Sie will mir nicht glauben, und behauptet, Sie müßten ihn
bekommen haben. Friedrich Schlegel iſt ſchon in Jena, und
Mad. Veit reiſt die andere Woche mit meiner Mutter nach
Leipzig, von wo ſie die Schlegels nach Jena holen, und wo
ſie den Winter mit ihrem jüngſten Sohn bleibt. — „Die
Nacht — ſie mußte ſich erhellen.“ Ich bin noch mittenin.
Auch ſollen Sie von mir kein Wort hören; ſo elend geht
es mir. Ich glaubte das Leben, den Schmerz zu kennen: aber
dieſen Sommer hab’ ich ihn erſt erfahren. Nun — zweifl’
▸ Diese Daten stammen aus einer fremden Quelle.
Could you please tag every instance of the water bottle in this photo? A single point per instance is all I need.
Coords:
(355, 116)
ich auch nicht mehr, nun kann es immer ärger werden! Ich
bin aber nicht ſo elend, wie ſonſt: ich habe mehr Muth; und
ſollte mir auch nur eine Hand zu retten übrig bleiben.
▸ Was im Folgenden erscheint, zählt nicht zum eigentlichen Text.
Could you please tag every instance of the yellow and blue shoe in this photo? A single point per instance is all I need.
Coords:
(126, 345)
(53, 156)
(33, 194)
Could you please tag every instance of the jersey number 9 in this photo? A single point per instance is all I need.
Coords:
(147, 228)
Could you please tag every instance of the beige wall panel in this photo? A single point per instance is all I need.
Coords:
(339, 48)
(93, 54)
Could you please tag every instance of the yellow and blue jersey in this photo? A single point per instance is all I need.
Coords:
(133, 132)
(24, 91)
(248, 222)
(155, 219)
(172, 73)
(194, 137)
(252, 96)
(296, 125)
Ich rette ſie; und da mich dieſe Leiden, dieſes Verlaſſenſein
nicht ſtupid gemacht hat, bloß zerriſſen, ohne zu tödten —
nun! ſo iſt man ja wohl gemacht um dies zu leiden, und ſo
zu werden, wie ich werde. Von mir alſo nichts. Darum
ſchrieb ich auch ſo lang nicht; hätt’ ich auch noch immer nicht
geſchrieben — von der Pachta in dieſem Briefe auch nicht.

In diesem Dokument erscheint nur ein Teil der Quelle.